Ma il dibattito, come sempre, non può esaurirsi in ambito documentario. E tra i prodotti di finzione più recenti, Jojo Rabbit è quello che si tiene maggiormente distante dalla ricostruzione verosimile della tragedia. Un film, quello di Taika Waititi, che oltre a guadagnare l’Oscar per la sceneggiatura ha attirato su di sé un numero nutrito di polemiche sulla satira e gli anacronismi esibiti. Sono critiche che rievocano agilmente la sorte di produzioni come Olocausto — la miniserie televisiva di Marvin J. Chomsky — e La vita è bella di Benigni ma, intendiamoci, nessuno di questi film si è occupato di una teoria dell’Olocausto, né di imitare la tragedia. Piuttosto, anche pericolosamente, di re-inventarla. Se Spielberg, al contrario, si occupò di ricostruire le atrocità (tanto da realizzare un set “riflesso” del campo di Auschwitz), Jojo Rabbit entra di diritto nella schiera dei film che utilizzano la memoria come medium, nel tentativo di raccontare una storia poco autentica ma “quasi vera”, che conquisti facilmente le emozioni dello spettatore. Come per “sensibilizzarlo” facilmente, a distanza di sicurezza dalle atrocità.
Nell’apparente impossibilità di conciliare pertinenza storica e bizzarrie dissacranti (luoghi immaginari, piccoli “cloni” ariani, carnefici ridicoli più che efferati), il film sembra misurarsi maggiormente con quello che Ian Kershaw ha identificato come un meccanismo ricorrente di adesione, che riavvicina il tempo delle persecuzioni naziste al nostro contemporaneo. È un fanatismo cieco che plasma mostri e nemici, come quelli che Jojo disegna in guisa di ebrei, una modalità disposta a negare e rinegoziare ciò che è stato attraverso le manipolazioni seduttive del mondo adulto, cinico, politico. E anche la narrazione di Jojo Rabbit è una conseguenza consapevole dei limiti odierni dello sguardo: laddove il dramma è irrappresentabile, persiste il tentativo di ricongiungere lo spettatore a un’empatia perduta, facendo leva su emozioni bambine.
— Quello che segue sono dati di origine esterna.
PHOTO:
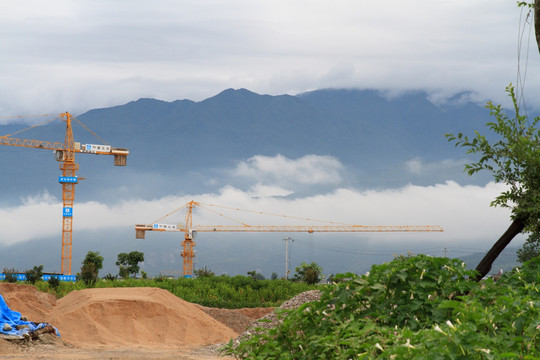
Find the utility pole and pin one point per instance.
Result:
(287, 260)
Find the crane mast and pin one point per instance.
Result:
(190, 232)
(65, 154)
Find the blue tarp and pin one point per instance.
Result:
(13, 319)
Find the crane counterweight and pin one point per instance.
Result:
(65, 154)
(189, 230)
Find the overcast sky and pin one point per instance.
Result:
(463, 211)
(64, 55)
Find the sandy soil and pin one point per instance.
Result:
(122, 323)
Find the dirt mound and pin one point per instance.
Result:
(237, 319)
(143, 317)
(26, 299)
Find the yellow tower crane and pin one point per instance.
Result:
(65, 154)
(189, 231)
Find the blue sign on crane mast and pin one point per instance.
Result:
(68, 179)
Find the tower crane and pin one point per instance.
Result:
(65, 154)
(190, 231)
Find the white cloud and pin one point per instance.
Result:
(463, 211)
(282, 171)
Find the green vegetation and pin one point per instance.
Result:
(513, 157)
(92, 263)
(410, 308)
(216, 291)
(308, 273)
(34, 274)
(10, 275)
(129, 263)
(530, 248)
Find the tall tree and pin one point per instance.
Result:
(537, 22)
(92, 263)
(95, 258)
(513, 159)
(129, 263)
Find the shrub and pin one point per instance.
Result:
(11, 275)
(411, 308)
(34, 274)
(54, 283)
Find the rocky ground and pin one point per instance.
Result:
(133, 323)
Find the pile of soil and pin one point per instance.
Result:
(127, 318)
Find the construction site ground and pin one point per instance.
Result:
(122, 323)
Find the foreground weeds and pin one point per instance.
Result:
(411, 308)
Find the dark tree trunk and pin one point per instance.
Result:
(515, 228)
(537, 22)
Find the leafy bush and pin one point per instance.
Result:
(10, 275)
(34, 274)
(54, 283)
(410, 308)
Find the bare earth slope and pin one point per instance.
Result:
(122, 323)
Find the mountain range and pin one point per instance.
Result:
(185, 147)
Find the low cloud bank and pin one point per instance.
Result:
(463, 211)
Con tutti gli ingombranti limiti del caso.
Quali altre possibilità narrative il cinema sfrutterà per tenere viva la memoria? Quel che è certo è che oggi le immagini chiedono disperatamente di essere viste, sentite, partecipate. E nel dibattito tra rigorosità e inadeguatezza, il cinema è ancora al centro, strumento di ri-memorizzazione, messaggero di una discussione che è essa stessa domanda e risposta. Nelle immagini, oltre le immagini.